Ghannouchi à la réunion du Bureau de l’ARP, 15 janvier 2021. Crédit photo : ARP

Jusqu’au 12 janvier 2021, 4 députés du bloc Démocrate sont entrés en grève de la faim, pour protester contre le silence du président de l’ARP face à la violence exercée par des membres du bloc Al-Karama contre leurs collègues. Pendant la plénière du 5 janvier 2021 consacrée au vote sur les amendements du règlement intérieur de l’ARP, le bloc démocrate a proposé d’ajouter un point à l’ordre du jour de la séance pour dénoncer la violence exercée au parlement. Le point n’a finalement pas été ajouté. La séance a été levée et n’a pas repris ces travaux. Il a fallu attendre jusqu’à ce soir, vendredi 15 janvier, pour qu’il publie un communiqué condamnant les violences sans mentionner leurs auteurs.

L’article 49 du règlement intérieur de l’ARP détermine les compétences du président de l’assemblée, fonction occupée par Rached Ghannouchi depuis le début de ce quinquennat. Celui-ci préside le bureau de l’ARP, la conférence des présidents et les séances plénières. Le bureau se compose de 13 membres, dont le président et les deux vice-présidents. Il assure principalement le bon déroulement des travaux de l’ARP. La conférence des présidents se réunit obligatoirement une fois par trimestre et se compose des présidents des blocs et des commissions parlementaires, des deux vice-présidents et des présidents adjoints. La conférence propose l’ordre du jour des séances plénières, le temps alloué aux blocs pour leurs interventions lors des débats, etc. Les réunions du bureau et de la conférence se tiennent à huis-clos, sans la présence des médias ni celle des organisations observatrices du travail parlementaire.

Réunion du Bureau de l’ARP, 15 janvier 2021. Crédit photo : ARP

Présidé par Rached Ghannouchi, le controversé leader d’Ennahdha, le bureau de l’assemblée a fréquemment été au cœur de tiraillements politiques. Au cours de la première session parlementaire, le bureau de l’ARP a décidé l’examen en urgence de la proposition de loi de la coalition Al-Karama relative à l’amendement du décret- loi 116. Cet amendement prévoit l’annulation du régime de licence de diffusion pour les chaînes télé et les stations radio et de les remplacer par une simple déclaration. En outre, les membres de l’autorité de régulation de l’audiovisuel, la HAICA, devront être élus au parlement par la majorité absolue, soit 109 députés. Visiblement, la Troïka parlementaire composée d’Ennahdha, EL-Karama et Qalb Tounes a l’intention la main sur le secteur audiovisuel, vu que les chaînes télé hors-la-loi sont principalement des émanations médiatiques de ces partis (Ezzitouna pour Ennahdha, Nessma pour Qalb Tounes).

En outre, le bureau a décidé la redistribution des sièges de la commission des droits et libertés chargée de l’examen de cette proposition de loi en se référant au début de la session parlementaire, selon la règle de représentation proportionnelle.

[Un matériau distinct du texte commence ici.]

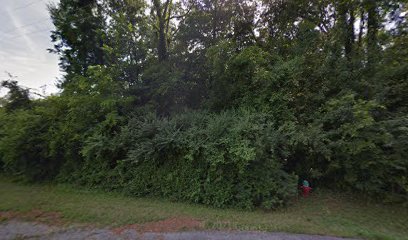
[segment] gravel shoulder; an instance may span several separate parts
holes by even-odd
[[[25,222],[20,220],[9,220],[0,224],[0,239],[160,239],[160,240],[345,240],[344,238],[287,234],[287,233],[266,233],[266,232],[236,232],[236,231],[188,231],[188,232],[140,232],[135,229],[124,229],[115,231],[114,229],[90,228],[90,227],[60,227],[50,226],[42,223]]]

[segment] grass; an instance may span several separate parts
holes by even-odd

Cette redistribution a annulé le siège de Mariam Laghmani du bloc national en faveur d’une autre députée de Qalb Tounes.

Journée d’étude de l’Académie parlementaire, 11 janvier 2021. Crédit photo : ARP

Parmi les autres infractions commises par le bureau de l’ARP, on relève son refus de la pétition déposée par le bloc destourien libre, hostile à Ennahdha. Cette pétition porte sur la classification de l’Union mondiale des savants musulmans comme groupe terroriste. Le bureau de l’ARP n’a pas la compétence d’examiner le fond des pétitions. Il doit les constater et les transmettre à la séance plénière qui décide de leur refus ou de leur adoption. Mais il a refusé le dépôt de cette pétition, parce qu’elle relève, selon sa décision émise le 03 juillet 2020, du domaine de la loi. Elle devrait passer sous forme de projet de loi et non pas sous forme de pétition.

Autre abus de Ghannouchi : Le président de l’ARP avait félicité, le 19 mai dernier, le leader du gouvernement d’entente nationale de la Libye Fayez Sarraj après la récupération de la base aérienne stratégique d’Al-Wat’ya. Un appel téléphonique très contestée, vu que les questions diplomatiques relèvent de la compétence du président de la République.